- Nick Perdomo, Gerente de
Nick’s Cigar
Roberto Fonseca L. [email protected]
Detrás del amplio escritorio de su oficina, pegadas a la pared, Nicholas Perdomo, “Nick”, exhibe orgulloso la bandera de los Estados Unidos y un juego de fotos suyas, mucho más joven, acompañando al presidente Ronald Reagan, durante una visita del ex mandatario norteamericano a Miami.
El detalle tiene gracia, ya que cuando Nick Perdomo vino a Nicaragua a fundar la fábrica Nick’s Cigar, en Estelí en 1996, todavía se encontró con pintas en las paredes que decían “Yanki go home” (Yanki, vete a casa).
¿Cómo se imagina a su cliente?
Grueso, happy, con una sonrisa y un tabaco en la boca.
Varios puros que están produciendo salieron en el ranking de Cigar´s Aficionado del mes de junio, ¿cree que son justos con la puntuación que les otorgan?
Claro que sí. El tabaco nicaragüense es de primera calidad, yo lo veo, lo huelo todos los días, cuando me lo traen a probar. Nosotros no sufrimos con la caída del consumo de tabaco en el mundo, porque nunca nos apartamos de nuestra línea, hacer el mejor producto al más bajo costo. Hacer un puro de alta calidad, inmejorable, al mejor precio.
¿Cuál es su secreto?
Un fumador reconocería nuestro tabaco por la liga que nosotros hacemos, la mezcla que usamos… Nadie puede hacer eso. El secreto es el blended (la mezcla). Usamos tabaco de Nicaragua, de Honduras, Santo Domingo, y capa Cameron, que viene de África, así como de México y de Indonesia. Además, nuestro tabaco pasa por diez segmentos de control de calidad.

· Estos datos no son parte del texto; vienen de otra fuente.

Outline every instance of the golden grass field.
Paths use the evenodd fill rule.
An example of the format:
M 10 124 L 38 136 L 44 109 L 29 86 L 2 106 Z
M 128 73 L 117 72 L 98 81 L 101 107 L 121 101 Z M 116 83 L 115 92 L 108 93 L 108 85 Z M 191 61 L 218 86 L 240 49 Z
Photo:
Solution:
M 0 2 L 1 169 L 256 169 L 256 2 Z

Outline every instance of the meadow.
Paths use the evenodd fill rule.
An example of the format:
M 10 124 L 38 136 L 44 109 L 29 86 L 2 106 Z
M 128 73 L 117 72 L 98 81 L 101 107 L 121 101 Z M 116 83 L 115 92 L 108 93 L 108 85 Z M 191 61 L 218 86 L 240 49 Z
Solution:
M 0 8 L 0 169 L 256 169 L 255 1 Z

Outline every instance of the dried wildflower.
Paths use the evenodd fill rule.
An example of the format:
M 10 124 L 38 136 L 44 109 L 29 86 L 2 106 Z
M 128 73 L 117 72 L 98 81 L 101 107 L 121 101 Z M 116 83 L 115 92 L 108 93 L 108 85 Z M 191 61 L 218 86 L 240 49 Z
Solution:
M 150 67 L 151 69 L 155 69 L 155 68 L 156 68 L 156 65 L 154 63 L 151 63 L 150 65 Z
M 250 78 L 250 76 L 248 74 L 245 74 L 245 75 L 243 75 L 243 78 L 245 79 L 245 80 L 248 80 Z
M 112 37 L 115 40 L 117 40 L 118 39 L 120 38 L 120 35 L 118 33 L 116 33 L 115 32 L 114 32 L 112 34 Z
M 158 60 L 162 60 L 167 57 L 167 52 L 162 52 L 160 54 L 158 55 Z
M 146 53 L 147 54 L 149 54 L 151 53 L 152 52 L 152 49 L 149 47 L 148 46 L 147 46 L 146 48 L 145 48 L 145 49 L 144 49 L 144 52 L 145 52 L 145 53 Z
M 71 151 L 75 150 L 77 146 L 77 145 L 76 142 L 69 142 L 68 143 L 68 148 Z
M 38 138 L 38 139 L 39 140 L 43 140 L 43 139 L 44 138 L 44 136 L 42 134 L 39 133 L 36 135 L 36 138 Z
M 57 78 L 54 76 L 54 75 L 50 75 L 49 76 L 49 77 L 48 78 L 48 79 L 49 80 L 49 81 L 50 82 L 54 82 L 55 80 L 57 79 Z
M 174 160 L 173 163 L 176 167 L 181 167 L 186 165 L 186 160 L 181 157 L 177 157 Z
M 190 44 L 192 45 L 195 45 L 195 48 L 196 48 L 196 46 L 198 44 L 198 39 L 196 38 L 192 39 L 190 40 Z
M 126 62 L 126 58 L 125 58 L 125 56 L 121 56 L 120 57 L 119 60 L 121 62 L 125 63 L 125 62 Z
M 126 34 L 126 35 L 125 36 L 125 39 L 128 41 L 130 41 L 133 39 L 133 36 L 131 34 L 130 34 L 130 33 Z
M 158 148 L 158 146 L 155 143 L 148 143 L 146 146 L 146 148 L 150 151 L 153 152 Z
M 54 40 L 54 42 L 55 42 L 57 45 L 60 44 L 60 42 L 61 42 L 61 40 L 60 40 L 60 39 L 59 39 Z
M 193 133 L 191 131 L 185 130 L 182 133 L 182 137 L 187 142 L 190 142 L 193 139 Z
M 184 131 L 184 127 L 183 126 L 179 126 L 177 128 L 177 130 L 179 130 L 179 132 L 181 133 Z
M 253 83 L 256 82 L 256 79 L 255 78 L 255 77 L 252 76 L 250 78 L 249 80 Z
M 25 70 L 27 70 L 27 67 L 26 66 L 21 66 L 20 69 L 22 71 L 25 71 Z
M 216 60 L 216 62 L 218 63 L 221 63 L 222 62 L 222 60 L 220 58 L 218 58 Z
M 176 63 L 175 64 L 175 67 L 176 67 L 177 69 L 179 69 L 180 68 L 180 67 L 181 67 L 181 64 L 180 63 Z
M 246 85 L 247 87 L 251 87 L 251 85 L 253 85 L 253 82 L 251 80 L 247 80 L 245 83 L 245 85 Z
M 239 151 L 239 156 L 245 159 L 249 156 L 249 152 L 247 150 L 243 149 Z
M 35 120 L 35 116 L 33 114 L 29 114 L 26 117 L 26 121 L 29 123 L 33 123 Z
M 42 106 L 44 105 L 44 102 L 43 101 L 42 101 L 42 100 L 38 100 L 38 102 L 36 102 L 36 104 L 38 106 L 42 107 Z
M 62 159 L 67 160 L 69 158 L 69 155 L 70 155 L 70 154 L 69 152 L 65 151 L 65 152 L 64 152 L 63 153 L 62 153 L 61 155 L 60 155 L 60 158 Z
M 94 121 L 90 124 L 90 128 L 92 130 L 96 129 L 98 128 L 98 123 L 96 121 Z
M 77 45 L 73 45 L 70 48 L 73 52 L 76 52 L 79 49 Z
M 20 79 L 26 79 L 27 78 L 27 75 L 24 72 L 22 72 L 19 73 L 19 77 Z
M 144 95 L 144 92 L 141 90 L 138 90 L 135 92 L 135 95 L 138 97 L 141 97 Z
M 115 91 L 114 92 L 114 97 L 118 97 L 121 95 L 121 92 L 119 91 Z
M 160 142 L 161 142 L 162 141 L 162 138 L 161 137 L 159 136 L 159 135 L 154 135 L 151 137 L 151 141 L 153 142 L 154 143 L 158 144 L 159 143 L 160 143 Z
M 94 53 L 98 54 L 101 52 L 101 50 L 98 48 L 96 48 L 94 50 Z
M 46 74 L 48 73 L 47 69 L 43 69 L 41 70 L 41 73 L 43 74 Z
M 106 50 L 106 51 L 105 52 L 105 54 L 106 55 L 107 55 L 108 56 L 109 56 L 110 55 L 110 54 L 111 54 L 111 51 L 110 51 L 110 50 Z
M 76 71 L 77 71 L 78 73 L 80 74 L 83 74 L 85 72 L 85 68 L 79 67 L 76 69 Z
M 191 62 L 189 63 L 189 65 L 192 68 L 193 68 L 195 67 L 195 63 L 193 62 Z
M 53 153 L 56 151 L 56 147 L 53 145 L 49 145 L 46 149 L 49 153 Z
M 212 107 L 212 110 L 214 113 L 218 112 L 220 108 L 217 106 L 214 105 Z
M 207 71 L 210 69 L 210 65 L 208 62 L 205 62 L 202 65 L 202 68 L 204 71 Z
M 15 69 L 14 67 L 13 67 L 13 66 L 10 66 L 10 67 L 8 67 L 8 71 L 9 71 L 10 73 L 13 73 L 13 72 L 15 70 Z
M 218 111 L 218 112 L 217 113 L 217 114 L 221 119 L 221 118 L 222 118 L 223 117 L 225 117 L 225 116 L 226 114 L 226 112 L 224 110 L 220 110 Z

¿Usted paga por estar ahí, en el ranking?
¡No!, yo no le pago a nadie. No hacemos eso.
¿Pero, les manda sus productos para que los prueben?
No, todo lo que sale de aquí va para la oficina nuestra en Miami.
¿Qué ventajas ha encontrado en Nicaragua?
Aquí hay varias. El tabaco de aquí es muy bueno, los empleados también son buenos, aunque políticamente conflictivos. En el año 96 empezamos con 5 empleados, hoy tenemos 527. Alquilamos en un inicio una casa, hoy tenemos un edificio que cuesta medio millón de dólares, y no se lo debemos a nadie. Además tenemos el local donde se fabrican las cajas, corrales con ganado y caballos de raza, y estamos por construir un almacén para vender productos más baratos a los empleados.
¿En cuánto estima su inversión?
En unos 15 millones de dólares.
¿Y le ha sido rentable?
Sobre todo me ha dado satisfacción. Yo pasé mucha necesidad de niño, hoy hemos traído bienestar a este lugar, hemos traído trabajo. Creo que va progresando la ciudad, mejoran las calles, hay más comercio. El boom del tabaco hizo sus efectos aquí.
Creo que Nicaragua va cogiendo su camino, se ve mucho mejor que hace seis años cuando entré aquí. Daba pena. Recuerdo un letrero que decía: “Yanki go home”, hoy ya no ves eso. El gobierno antes del 79 acabó con el tabaco, con las plantaciones, con las fábricas. Creo que nadie quiere regresar a eso, al pasado. Así que vamos a estar aquí hasta que Dios quiera.
¿Cómo es su relación con las autoridades municipales?
Aquí nos llevamos bien, nadie me molesta a mí, yo no los molesto a ellos.
¿Le ha servido estar bajo el régimen de Zona Franca?
Claro, para agilizar la entrada de productos, de mercancía. Hoy tardo dos días para sacar las cosas, antes eran quince días. Nos conviene a nosotros, al gobierno y al trabajador. El año pasado tuvimos que parar dos veces porque la mercancía estaba en el puerto, en aduanas. Una cosa inverosímil.
Usted me dijo que ellos mantienen a un empleado aquí, ¿así es?
Sí, ella (funcionaria de la Zona Franca) tiene su oficina aquí, controla todo lo que entra y sale. Hace un reporte diario. En estos momentos, anualmente estamos exportando un poco más de 7 millones de puros.